第45話 原魔勇竜混合決戦 跳梁


 もうてんやわんやの阿鼻叫喚だった。


 現在は絶賛撤退中。相手は厄介すぎる2体のため、誰もが頭を抱えていた。

 物理攻撃で原住種げんじゅうしゅを倒せても被害が大きく、ウェニリグスが残る。方や魔法も原住種が魔力を吸うせいで普通に機能せず。

 順番に時間とコストをかけて倒すしかない。


 そんな会議をしながらダッシュで下山していると、視界の左端で黒い羽根がなびいた。


「皆さん、お困りのようで」


 トーハーが並走してきた。


「うわっ!」

「下りちゃダメですよ。避難が終わってませんので」


 トーハーは立てた人差し指を背後に回した。


「ですから上ります。に頼みましょ」


 急ブレーキがかかり、俺たちは全員、宙に浮いた。

 登山は不必要で、トーハーの魔法で連れていってくれるらしい。とてつもなく荒い運転だ。


 山の標高は1923メートル。

 綺麗な円錐形の山で、頂上に火口がある。その火口付近にセシュア様が住んでいる。誰?


 頂上に到着すると雑に解放された。


「おうぇっ……」


 さんざん宙で振り回され、気分は最悪だ。

 ルナとトーハーは平気そうだから火山ガスとかではないだろう。空気も薄くはない。


「私はセシュア様の管理を生業なりわいにしてます。飼育係じゃなくて秘書ですけど。観光客の案内もね、してるんですよ」


 トーハーは淡々と語った。

 住所不定無職だと思ってた。てかそれよりも……


「セシュア様って誰だよ」

「ご存じでない?」

「うん」

「それはそちらの努力不足ですね」

「俺のせいなの?」

「セシュア様と会うには7つの玉を集める必要がありますが、今月は無料相談期間です」


 どういうシステムだよ。答えてくれないし。

 訳もわからずふと周囲を見渡していて、ある事に気づいた。


「てか……エルがいねーな」

「途中で逃げてたよ。ま、アタシが首つっこんだだけだし、いいんじゃない?」


 ルナは無頓着そうに歩いていく。


 トーハーの案内を受け、高山植物の地帯を抜けた。岩の窪地くぼちが見下ろせる。

 ここが火口か。かなり広範囲で、中央にあるエメラルド色の火山湖から白い噴煙があふれている。

 しかし未だ、俺たち3人以外の姿はない。


「湖には近づかないでくださいね。そろそろセシュア様が出てきますから」


 トーハーの言う通りに湖に近づきすぎないよう窪地を下り、そわそわしながら待機する。

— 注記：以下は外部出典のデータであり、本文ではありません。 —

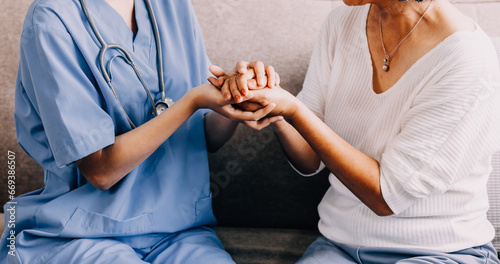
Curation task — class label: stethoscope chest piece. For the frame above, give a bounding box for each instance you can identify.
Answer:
[156,97,175,116]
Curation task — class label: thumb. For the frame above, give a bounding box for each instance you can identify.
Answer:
[208,65,226,77]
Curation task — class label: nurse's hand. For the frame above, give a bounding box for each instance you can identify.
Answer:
[190,84,283,129]
[243,86,301,119]
[208,61,280,103]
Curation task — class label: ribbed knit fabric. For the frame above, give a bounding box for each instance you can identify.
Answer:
[298,5,500,252]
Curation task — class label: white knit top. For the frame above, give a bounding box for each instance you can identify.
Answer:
[298,5,500,252]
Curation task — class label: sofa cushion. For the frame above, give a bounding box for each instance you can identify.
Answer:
[216,227,319,264]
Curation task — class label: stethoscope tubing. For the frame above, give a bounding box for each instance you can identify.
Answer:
[80,0,166,128]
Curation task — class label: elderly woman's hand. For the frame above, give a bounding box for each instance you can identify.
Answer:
[208,61,280,103]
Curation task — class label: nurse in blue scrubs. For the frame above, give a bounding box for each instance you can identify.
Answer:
[0,0,277,264]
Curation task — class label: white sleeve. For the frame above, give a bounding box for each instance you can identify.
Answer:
[380,43,500,214]
[297,10,338,120]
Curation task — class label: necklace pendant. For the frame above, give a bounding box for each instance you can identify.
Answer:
[382,57,389,72]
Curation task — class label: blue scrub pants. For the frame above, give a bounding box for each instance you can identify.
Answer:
[7,227,234,264]
[297,237,500,264]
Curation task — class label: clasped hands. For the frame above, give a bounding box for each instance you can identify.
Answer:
[208,61,297,129]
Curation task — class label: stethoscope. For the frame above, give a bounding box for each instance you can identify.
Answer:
[80,0,174,128]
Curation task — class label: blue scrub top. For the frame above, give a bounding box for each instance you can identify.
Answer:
[0,0,215,241]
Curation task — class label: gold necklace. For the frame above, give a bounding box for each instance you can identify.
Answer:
[378,0,434,72]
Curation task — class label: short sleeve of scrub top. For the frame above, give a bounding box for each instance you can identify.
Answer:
[15,22,115,167]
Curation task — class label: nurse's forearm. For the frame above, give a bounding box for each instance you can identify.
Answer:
[205,111,239,152]
[76,88,198,190]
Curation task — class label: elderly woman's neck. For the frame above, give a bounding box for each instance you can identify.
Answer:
[373,0,442,34]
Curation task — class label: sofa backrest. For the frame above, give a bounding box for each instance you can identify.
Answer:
[488,37,500,250]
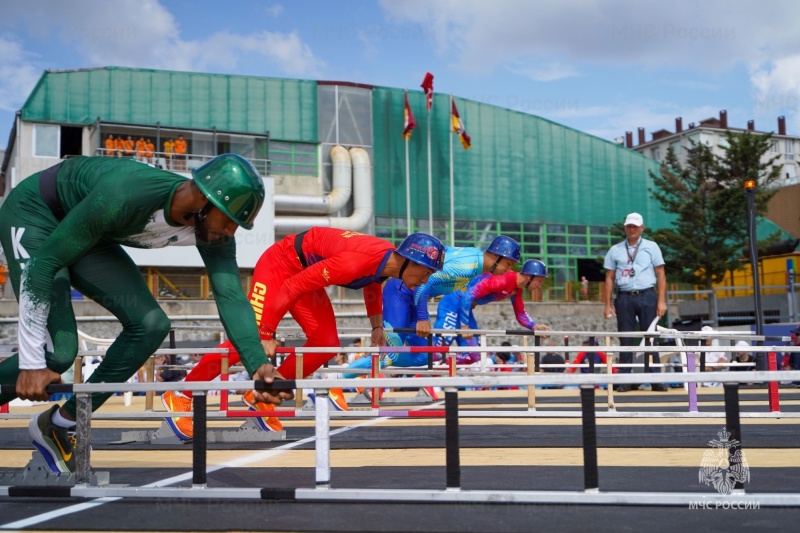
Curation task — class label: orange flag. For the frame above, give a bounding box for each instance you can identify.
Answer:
[420,72,433,113]
[450,100,472,150]
[403,91,417,141]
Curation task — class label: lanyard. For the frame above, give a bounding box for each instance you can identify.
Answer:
[625,237,642,265]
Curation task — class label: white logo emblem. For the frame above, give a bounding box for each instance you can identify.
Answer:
[699,428,750,494]
[11,226,30,261]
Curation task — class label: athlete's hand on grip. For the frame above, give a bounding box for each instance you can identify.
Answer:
[17,368,61,402]
[369,326,386,346]
[417,320,431,337]
[253,363,294,405]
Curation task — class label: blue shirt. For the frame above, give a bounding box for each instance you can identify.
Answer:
[414,246,483,321]
[603,239,664,291]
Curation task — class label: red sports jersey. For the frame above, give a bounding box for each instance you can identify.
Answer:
[250,227,394,339]
[184,227,395,386]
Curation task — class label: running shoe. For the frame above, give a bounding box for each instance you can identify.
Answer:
[242,390,283,431]
[161,391,194,441]
[28,404,75,474]
[355,374,385,401]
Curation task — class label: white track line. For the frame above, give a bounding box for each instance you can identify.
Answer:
[0,402,443,529]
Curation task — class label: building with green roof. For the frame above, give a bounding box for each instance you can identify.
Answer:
[2,67,670,294]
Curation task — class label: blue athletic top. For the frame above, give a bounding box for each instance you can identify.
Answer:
[414,246,483,321]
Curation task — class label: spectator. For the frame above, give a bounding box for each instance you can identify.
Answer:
[144,137,156,164]
[136,137,147,162]
[105,133,117,157]
[700,326,728,387]
[603,213,667,392]
[730,341,756,372]
[789,324,800,387]
[174,135,186,170]
[122,135,136,157]
[0,261,8,298]
[164,138,175,170]
[114,135,125,157]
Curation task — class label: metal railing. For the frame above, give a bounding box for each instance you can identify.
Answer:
[94,148,270,176]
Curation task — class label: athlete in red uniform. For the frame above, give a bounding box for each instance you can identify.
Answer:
[162,227,444,439]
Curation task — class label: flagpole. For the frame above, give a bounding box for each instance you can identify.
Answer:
[447,94,456,246]
[428,103,434,235]
[405,128,411,234]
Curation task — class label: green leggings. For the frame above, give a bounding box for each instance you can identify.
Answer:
[0,175,170,417]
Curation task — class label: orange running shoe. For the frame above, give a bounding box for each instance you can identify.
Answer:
[328,389,350,411]
[161,391,194,440]
[242,390,283,431]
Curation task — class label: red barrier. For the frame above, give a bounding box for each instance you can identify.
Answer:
[767,352,781,413]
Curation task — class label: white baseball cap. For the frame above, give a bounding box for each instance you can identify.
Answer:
[625,213,644,226]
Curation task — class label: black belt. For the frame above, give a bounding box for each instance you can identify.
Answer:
[39,163,67,222]
[619,287,655,296]
[294,231,308,268]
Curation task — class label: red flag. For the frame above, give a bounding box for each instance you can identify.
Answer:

 今にも2体の強敵がやってくる。そんな状況下で誰かも知らない助っ人を悠長に待っている。


「お、来ましたよ」


 火山湖の水面が波打ち、中から巨大なモンスターが飛び出してきた。


 厚く赤い鱗、四つの脚とコウモリのような翼。その全長は旅客機の数倍巨大で、人生で見てきたどの生物よりも大きい。

 セシュア様ってのは、ドのつく王道な竜のことだ。


「……何よ」


 しかも喋った、竜も喋るぞ。オカマっぽい。

 トーハーが「あのー」と腰を低くする。


「セシュア様、四天体がですね、目覚めたんですよ」

「あらまぁ~、とうとうやっちゃったの」

「はい」

「四天王ねぇ……ワタシもじかで会ったことはないけど、ワタシの祖母が昔ね、話してくれたわ」

「はぁ」

「年上の言葉と冷や酒は後からみるものよねぇ」


 なんか無駄話をしているな。時間ないってのに。


「あのぉ!!」


 我慢ならずに言葉を食い込ませた。


「敵を倒すのに協力してほしいんですけどぉ!」

「あらやだ、ワタシが?」

「はい!!!」

「それは……あなた次第ねぇ」


 セシュアは顎を両前足に乗せる。そして片目のまぶたを下げ、妖艶さを俺に浴びせた。


「……うほっ」


 いやはや困った。美女と野獣もビックリだ。

 必死に唇を噛んでいると、ルナの手が肩に置かれた。その慈愛の瞳はやめてくれ。


 その時、大きな何かが太陽を隠した。


 直後、ウェニリグスがセシュアの顔面に突っ込んだ。それも故意ではなく、投げられてきた。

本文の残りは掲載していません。